Generative AI: The Hype and the Reality
Generative AI took the world by storm in November 2022, with the release of OpenAI’s service ChatGPT. One hundred million people started using it, practically overnight. Sam Altman, the CEO of OpenAI, the company that created ChatGPT, became a household name. And at least half a dozen companies raced OpenAI in an effort to build a better system. OpenAI itself sought to outdo GPT-4, its flagship model, introduced in March 2023, with a successor, presumably to be called GPT-5. Virtually every company hurtled to find ways of adopting ChatGPT (or a similar technology, made by other companies) into their business.
The Flawed Engine of Generative AI
Fundamentally, the engine of generative AI is fill-in-the-blanks, or what I like to call “autocomplete on steroids.” Such systems are great at predicting what might sound good or plausible in a given context, but not at understanding at a deeper level what they are saying; an AI is constitutionally incapable of fact-checking its own work. This has led to massive problems with “hallucination,” in which the system asserts, without qualification, things that aren’t true, while inserting boneheaded errors on everything from arithmetic to science. As they say in the military: “frequently wrong, never in doubt.”
The Consequences of Generative AI’s Limitations
Systems that are frequently wrong and never in doubt make for fabulous demos, but are often lousy products in themselves. If 2023 was the year of AI hype, 2024 has been the year of AI disillusionment. Something that I argued in August 2023, to initial skepticism, has been felt more frequently: generative AI might turn out to be a dud. The profits aren’t there—estimates suggest that OpenAI’s 2024 operating loss may be $5 billion—and the valuation of more than $80 billion doesn’t line up with the lack of profits. Meanwhile, many customers seem disappointed with what they can actually do with ChatGPT, relative to the extraordinarily high initial expectations that had become commonplace.

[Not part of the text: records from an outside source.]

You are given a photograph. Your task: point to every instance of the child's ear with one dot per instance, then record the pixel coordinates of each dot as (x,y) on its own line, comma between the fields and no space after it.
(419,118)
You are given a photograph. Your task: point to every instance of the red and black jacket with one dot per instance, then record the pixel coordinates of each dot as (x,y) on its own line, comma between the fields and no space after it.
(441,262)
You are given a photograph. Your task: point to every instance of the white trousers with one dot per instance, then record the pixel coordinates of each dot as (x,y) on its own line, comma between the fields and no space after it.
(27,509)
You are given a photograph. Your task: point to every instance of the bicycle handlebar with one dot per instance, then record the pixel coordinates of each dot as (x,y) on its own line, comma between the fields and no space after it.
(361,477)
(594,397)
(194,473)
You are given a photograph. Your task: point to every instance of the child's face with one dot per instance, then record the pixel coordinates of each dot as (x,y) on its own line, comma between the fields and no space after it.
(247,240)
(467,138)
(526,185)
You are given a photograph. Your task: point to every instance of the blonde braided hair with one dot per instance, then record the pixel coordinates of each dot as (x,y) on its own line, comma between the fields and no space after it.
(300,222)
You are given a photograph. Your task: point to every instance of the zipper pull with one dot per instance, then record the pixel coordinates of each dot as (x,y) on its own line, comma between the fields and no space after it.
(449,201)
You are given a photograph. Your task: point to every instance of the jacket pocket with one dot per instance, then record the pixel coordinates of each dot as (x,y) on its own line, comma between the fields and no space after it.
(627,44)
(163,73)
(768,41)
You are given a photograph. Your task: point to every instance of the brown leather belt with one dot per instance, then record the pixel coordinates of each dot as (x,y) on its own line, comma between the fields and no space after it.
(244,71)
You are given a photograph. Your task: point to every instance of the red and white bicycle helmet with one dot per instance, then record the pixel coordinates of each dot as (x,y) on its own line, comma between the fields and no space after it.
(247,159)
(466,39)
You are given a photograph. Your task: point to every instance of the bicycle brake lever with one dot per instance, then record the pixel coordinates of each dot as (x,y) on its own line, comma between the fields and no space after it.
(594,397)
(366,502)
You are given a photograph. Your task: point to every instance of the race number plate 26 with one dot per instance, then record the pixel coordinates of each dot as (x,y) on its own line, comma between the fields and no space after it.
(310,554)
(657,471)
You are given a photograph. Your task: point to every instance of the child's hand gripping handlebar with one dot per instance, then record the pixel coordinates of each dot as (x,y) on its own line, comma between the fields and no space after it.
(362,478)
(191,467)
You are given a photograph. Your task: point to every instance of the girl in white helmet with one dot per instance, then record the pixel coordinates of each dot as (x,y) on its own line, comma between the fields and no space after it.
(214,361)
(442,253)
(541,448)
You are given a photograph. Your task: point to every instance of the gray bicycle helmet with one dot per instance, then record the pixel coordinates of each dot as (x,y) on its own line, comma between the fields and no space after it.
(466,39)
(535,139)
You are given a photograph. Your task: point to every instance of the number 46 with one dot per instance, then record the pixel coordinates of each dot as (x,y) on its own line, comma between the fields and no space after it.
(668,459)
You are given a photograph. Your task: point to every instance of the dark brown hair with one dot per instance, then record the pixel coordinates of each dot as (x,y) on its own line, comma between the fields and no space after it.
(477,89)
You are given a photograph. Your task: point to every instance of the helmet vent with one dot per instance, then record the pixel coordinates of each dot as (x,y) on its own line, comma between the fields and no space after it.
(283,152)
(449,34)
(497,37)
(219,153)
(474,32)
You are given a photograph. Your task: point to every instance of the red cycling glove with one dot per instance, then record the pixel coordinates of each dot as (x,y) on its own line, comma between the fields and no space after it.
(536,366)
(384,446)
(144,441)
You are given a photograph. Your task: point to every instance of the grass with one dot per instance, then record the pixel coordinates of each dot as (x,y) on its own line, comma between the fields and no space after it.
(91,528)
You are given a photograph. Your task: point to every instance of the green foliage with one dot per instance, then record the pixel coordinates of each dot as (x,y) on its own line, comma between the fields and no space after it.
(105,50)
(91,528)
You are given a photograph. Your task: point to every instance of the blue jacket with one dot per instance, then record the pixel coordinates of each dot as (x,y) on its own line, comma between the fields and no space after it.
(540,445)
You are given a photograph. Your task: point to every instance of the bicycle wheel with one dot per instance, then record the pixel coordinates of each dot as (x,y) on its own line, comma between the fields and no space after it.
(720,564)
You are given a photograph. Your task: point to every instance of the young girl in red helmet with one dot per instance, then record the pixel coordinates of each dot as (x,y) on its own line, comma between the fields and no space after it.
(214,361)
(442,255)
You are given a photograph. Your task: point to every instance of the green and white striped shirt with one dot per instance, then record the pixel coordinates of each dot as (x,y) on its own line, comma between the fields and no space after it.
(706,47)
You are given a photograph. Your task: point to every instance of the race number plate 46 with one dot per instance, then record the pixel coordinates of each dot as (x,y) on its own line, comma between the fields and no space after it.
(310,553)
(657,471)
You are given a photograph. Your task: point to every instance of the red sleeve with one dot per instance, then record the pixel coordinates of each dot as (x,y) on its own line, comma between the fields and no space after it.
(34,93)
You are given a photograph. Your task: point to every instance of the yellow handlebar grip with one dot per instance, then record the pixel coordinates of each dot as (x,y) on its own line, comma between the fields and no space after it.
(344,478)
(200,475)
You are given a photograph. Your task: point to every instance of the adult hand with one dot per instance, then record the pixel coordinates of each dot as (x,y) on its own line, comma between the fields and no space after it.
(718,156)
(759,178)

The Lack of a “Moat” in Generative AI
Furthermore, essentially every big company seems to be working from the same recipe, making bigger and bigger language models, but all winding up in more or less the same place, which is models that are about as good as GPT-4, but not a whole lot better. What that means is that no individual company has a “moat” (a business’s ability to defend its product over time), and what that in turn means is that profits are dwindling. OpenAI has already been forced to cut prices; now Meta is giving away similar technology for free.
The Future of Generative AI
As I write this, OpenAI has been demoing new products but not actually releasing them. Unless it comes out with some major advance worthy of the name of GPT-5 before the end of 2025 that is decisively better than what their competitors can offer, the bloom will be off the rose. The enthusiasm that propped up OpenAI will diminish, and since it is the poster child for the whole field, the entire thing may well soon go bust.
Conclusion
Generative AI has been touted as a revolutionary technology, but its limitations and flaws have led to a disappointing reality. Without a major breakthrough, the industry may soon face a reckoning. The question remains: will OpenAI and other companies be able to deliver on their promises, or will the hype surrounding generative AI prove to be a fleeting phenomenon?
FAQs
Q: What is the main issue with generative AI?
A: The main issue is that generative AI systems are great at predicting what might sound good or plausible, but not at understanding at a deeper level what they are saying, leading to massive problems with “hallucination” and errors.
Q: Why is OpenAI’s valuation so high if it’s not making profits?
A: The valuation is based on the hype surrounding generative AI, but the lack of profits suggests that the technology may not be as valuable as initially thought.
Q: What does the future hold for generative AI?
A: Unless OpenAI and other companies can deliver a major breakthrough, the industry may soon face a reckoning, and the enthusiasm surrounding generative AI may dwindle.
Q: What is a “moat” in business?
A: A “moat” refers to a business’s ability to defend its product over time, making it difficult for competitors to catch up. In the case of generative AI, no individual company has a “moat,” leading to dwindling profits.